Dave Regan, union president, said Lara was back from retirement to help colleagues and patients with the pandemic.
Regan said that in addition to the two who died, several workers tested positive for COVID-19, although the total is not known. Crutcher did not respond to a question asking how many are infected.
Gladys Reyes, a 44-year-old Riverside resident and laboratory assistant and phlebotomist, said she tested positive for the virus in June after being pressured to speed up blood draw and was not allowed to take time to properly disinfect equipment.
“That was very scary because I didn’t want to catch it, and I ended up catching it,” Reyes said. “Thank God I’m okay now.”
Reyes and Mondragon, both lab assistants, drew blood from COVID-19 patients.
In team meetings, the suit said, staff were asked to disinfect face screens, jackets and other equipment between patients, leading to blood draws for two people in an hour instead of six. Supervisors then told them that they “should not sanitize all their equipment if they cannot meet the prior quota of six blood draws per hour,” the suit claims.
“I feel like they were more concerned about a number than my safety,” Reyes said, adding that work “was very scary.”
Reyes tested positive for COVID-19 on June 24, the pack said.
She returned that she was very tired and had a bad headache, symptoms that got worse.
“My eyes were sore and it was hard to breathe,” Reyes said.
Reyes still had symptoms when she was instructed to return on July 21 and told that she did not have to take a second test, the suit said. She did, though – and the result was positive.
The lawsuit alleges that hospital officials often refuse requests from staff for protective equipment.

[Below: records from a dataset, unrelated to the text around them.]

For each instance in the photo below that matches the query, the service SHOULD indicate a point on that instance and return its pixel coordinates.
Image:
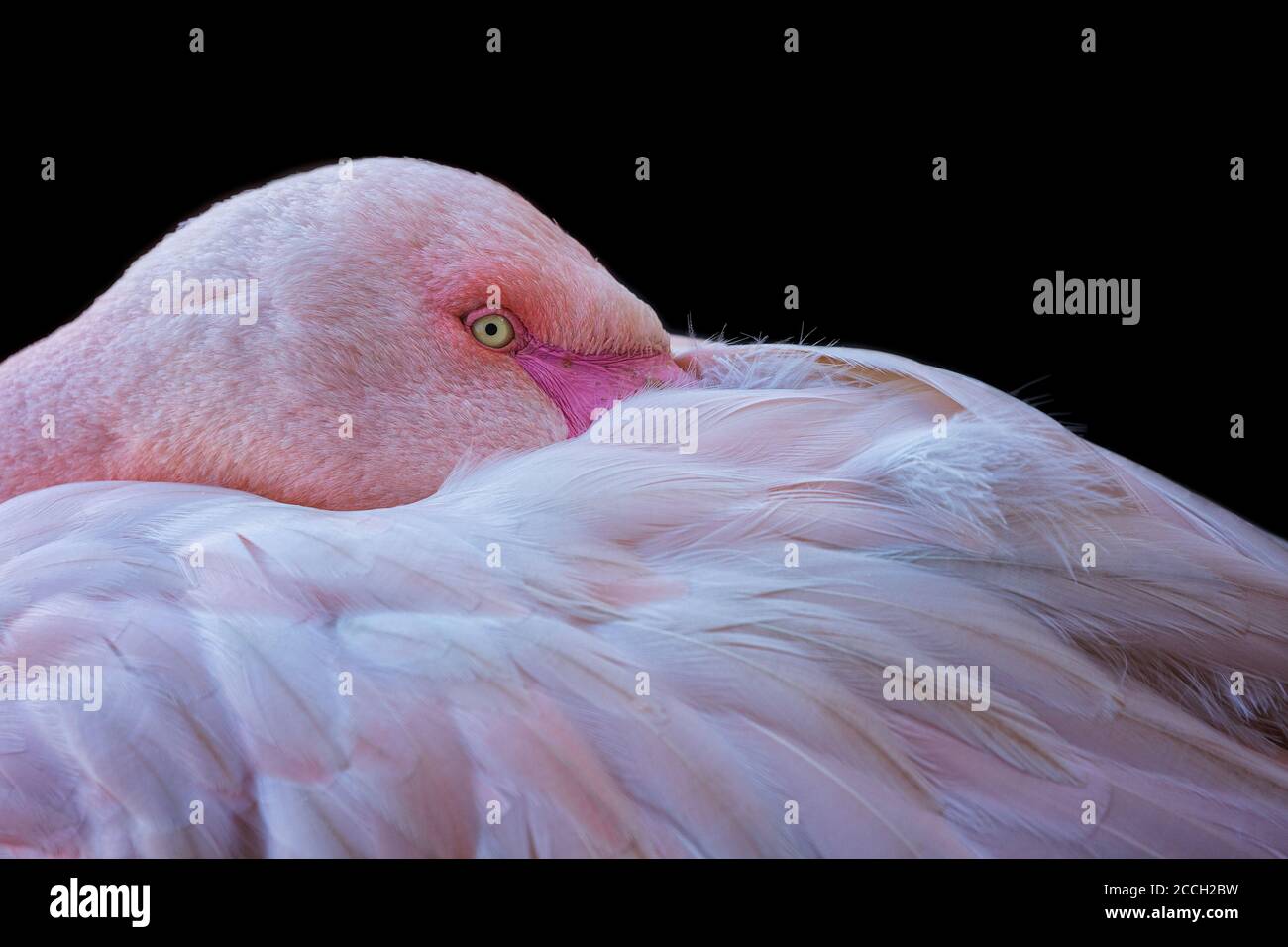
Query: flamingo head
(393, 318)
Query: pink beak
(580, 382)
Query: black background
(768, 169)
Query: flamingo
(468, 621)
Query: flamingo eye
(494, 331)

Lara, the woman who died, was left to buy her own masks, jackets, face shields and boots – over and over again, the suit claims. Valdivia, a patient safety observer, requested an N95 as an equivalent mask and was denied, the lawsuit claims. Pharmacy workers were told to use disposable box covers as masks, the suit stated.
According to the suit, a manager told Lara that the hospital fulfilled its obligations when she complained that only doctors and nurses – and not other hospital workers – received adequate protective equipment.
SEIU lawyer Bruce Harland, who filed the case Thursday morning, said: “There is an attitude in the hospital that COVID somehow does not exist in the hospital.”
Regan, the union president, said that to his knowledge the suit was the first in the nation against a major national hospital chain regarding staff protection against COVID-19. He said the union represents about 1,100 employees in the hospital.
The filing follows two vigils for two hospital workers who died after contracting the virus, Lara and Rosa Luna, a 68-year-old Riverside environmental services clerk. Luna’s family is not part of the pack.
At the end of June, about 500 nurses went on strike for 10 days, claiming that the hospital operated with dangerously low staff levels.
In April, about 50 nurses and other health care workers staged a demonstration in front of the hospital, protesting what they said was the failure to provide proper equipment.